The DOJ just released a call to arms written by would-be Trump assassin Ryan Routh pledging a $150,000 bounty to anyone who “completes the job.”
“This was an assassination attempt on Donald Trump but I failed you. I tried my best and gave it all the gumption I could muster. It… pic.twitter.com/31h7SyVwlN
— Natalie Winters (@nataliegwinters) September 23, 2024
According to the filing, Routh had left a box at the home of an unnamed individual in the weeks preceding his alleged attempt to kill Trump. The person opened the box following Routh’s arrest and alerted the authorities last week, the Department of Justice said.
In addition to the handwritten note, the box contained “ammunition, a metal pipe, miscellaneous building materials, tools, four phones” and several other letters.
The court filing also revealed that six cell phones were found in Routh’s car when he was arrested, including one with a Google search on how to travel from Palm Beach County to Mexico. The Nissan SUV had false license plates, according to the FBI.
Other evidence allegedly found in the car included a list of venues where Trump was scheduled to appear with dates in August, September and October, as well as a notebook allegedly “filled with criticism of the Russian and Chinese governments and notes about how to join the war on behalf of Ukraine,” according to the New York Post.
Routh, a convicted felon, had spent much of the past three years in Ukraine, claiming to a variety of Western media outlets that he was fundraising and recruiting for Kiev’s war effort. Despite appearing in several media reports on Ukraine, none mentioned his criminal record. The rifle found in his hideout at the Trump International golf club in West Palm Beach was an SKS semi-automatic, loaded with 11 rounds and one more in the chamber. Its serial number was “obliterated and unreadable,” according to the filing.

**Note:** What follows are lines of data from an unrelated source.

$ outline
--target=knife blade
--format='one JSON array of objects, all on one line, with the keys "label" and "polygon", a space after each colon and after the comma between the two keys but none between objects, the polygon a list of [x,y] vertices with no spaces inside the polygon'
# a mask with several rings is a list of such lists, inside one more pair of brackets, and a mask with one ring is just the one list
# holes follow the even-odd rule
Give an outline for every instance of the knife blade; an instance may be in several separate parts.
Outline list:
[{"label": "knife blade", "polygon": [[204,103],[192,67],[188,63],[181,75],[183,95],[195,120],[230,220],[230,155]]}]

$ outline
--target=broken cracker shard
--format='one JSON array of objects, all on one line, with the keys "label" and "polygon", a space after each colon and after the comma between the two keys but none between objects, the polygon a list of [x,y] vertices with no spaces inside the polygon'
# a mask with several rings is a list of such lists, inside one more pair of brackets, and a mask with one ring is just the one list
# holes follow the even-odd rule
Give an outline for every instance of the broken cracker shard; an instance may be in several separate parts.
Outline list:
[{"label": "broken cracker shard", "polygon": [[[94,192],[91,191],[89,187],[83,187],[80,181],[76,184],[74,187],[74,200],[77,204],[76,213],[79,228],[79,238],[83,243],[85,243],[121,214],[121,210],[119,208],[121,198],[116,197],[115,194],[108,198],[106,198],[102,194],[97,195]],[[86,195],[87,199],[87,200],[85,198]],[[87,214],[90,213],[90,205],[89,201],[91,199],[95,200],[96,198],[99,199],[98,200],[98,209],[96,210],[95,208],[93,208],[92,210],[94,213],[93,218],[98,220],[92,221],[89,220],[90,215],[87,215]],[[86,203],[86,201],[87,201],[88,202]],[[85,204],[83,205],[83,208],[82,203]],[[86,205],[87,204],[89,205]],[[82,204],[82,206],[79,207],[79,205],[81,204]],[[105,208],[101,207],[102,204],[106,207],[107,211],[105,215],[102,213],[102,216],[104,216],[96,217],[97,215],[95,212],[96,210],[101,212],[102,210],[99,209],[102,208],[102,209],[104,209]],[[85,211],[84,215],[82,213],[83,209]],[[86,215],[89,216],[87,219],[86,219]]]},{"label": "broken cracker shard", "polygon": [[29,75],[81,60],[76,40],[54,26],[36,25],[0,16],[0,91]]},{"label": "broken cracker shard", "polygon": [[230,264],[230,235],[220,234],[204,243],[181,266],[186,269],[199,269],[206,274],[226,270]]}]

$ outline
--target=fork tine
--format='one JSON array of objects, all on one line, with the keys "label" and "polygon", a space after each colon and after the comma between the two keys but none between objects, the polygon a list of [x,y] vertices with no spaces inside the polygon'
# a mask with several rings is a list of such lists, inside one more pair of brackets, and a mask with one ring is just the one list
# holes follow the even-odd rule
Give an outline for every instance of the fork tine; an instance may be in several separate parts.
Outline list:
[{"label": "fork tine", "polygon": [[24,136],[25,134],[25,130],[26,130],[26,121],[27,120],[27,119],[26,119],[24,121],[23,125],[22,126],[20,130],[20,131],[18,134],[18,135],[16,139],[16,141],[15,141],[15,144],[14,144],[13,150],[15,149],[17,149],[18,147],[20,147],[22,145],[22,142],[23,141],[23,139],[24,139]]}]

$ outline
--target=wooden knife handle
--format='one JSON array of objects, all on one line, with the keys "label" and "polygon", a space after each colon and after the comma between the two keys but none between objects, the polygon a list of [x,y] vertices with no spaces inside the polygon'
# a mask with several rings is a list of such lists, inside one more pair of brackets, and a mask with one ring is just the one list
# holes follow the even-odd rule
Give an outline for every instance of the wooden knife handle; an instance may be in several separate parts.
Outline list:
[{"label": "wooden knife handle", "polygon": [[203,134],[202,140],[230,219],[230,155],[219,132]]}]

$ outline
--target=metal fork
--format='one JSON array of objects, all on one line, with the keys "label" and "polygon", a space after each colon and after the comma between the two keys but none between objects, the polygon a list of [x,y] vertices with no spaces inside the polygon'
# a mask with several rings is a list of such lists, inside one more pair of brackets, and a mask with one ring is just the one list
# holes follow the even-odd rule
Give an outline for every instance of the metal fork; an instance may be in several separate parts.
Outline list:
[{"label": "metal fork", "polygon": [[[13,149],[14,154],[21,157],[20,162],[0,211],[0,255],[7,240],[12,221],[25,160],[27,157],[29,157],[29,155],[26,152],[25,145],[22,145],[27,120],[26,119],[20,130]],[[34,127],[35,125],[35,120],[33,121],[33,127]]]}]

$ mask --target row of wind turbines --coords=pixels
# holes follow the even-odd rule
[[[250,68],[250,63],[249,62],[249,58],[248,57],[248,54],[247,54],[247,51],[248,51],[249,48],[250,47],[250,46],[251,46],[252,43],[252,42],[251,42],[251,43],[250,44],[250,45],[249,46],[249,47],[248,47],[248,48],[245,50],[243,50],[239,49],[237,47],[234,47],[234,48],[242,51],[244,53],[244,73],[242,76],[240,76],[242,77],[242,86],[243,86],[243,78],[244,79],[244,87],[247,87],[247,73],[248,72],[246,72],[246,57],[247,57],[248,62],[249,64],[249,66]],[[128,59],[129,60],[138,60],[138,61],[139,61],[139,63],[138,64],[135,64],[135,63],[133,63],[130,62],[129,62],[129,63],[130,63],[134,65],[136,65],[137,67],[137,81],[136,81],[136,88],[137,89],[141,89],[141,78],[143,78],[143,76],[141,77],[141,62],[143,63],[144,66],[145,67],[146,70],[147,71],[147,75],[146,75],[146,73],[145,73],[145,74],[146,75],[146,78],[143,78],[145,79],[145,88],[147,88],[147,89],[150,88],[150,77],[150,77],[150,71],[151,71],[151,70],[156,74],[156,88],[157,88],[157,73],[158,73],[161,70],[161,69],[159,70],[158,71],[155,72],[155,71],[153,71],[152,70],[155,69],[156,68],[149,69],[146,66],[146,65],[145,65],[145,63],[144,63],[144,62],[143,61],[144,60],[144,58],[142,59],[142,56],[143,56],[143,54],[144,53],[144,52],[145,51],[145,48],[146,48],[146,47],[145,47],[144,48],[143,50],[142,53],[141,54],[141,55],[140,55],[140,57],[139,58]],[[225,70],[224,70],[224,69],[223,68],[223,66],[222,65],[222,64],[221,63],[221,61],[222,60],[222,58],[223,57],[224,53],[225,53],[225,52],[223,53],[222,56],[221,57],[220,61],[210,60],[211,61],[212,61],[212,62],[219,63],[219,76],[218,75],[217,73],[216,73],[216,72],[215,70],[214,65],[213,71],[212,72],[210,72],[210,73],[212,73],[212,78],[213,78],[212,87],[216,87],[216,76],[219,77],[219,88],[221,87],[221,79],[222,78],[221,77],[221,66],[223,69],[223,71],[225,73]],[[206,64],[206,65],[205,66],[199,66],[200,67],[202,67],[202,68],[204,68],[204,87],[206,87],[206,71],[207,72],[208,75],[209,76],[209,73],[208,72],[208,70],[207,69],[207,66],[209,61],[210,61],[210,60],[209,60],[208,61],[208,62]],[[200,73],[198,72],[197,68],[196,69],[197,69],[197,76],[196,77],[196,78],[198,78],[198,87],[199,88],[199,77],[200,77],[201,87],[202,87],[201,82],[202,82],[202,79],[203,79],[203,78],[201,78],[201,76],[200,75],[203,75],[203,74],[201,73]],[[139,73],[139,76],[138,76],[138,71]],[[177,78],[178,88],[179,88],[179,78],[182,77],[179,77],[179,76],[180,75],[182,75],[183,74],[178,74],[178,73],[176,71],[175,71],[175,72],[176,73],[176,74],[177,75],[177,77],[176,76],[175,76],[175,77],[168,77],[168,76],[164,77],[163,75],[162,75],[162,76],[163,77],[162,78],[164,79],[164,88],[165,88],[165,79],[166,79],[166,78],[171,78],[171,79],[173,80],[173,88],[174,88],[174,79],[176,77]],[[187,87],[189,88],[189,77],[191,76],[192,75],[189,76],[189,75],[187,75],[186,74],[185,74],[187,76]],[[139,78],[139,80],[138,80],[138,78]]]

Trump had narrowly escaped death almost exactly two months prior, on July 13 in Butler, Pennsylvania. A 20-year-old man fired off at least eight shots from a rooftop as the Republican candidate held a rally, nicking Trump’s ear and killing one audience member, while seriously wounding two others. The would-be assassin, Thomas M. Crooks, was killed by the US Secret Service and his body quickly cremated. His social media accounts have been scrubbed and the FBI has offered no information about his motive or connections.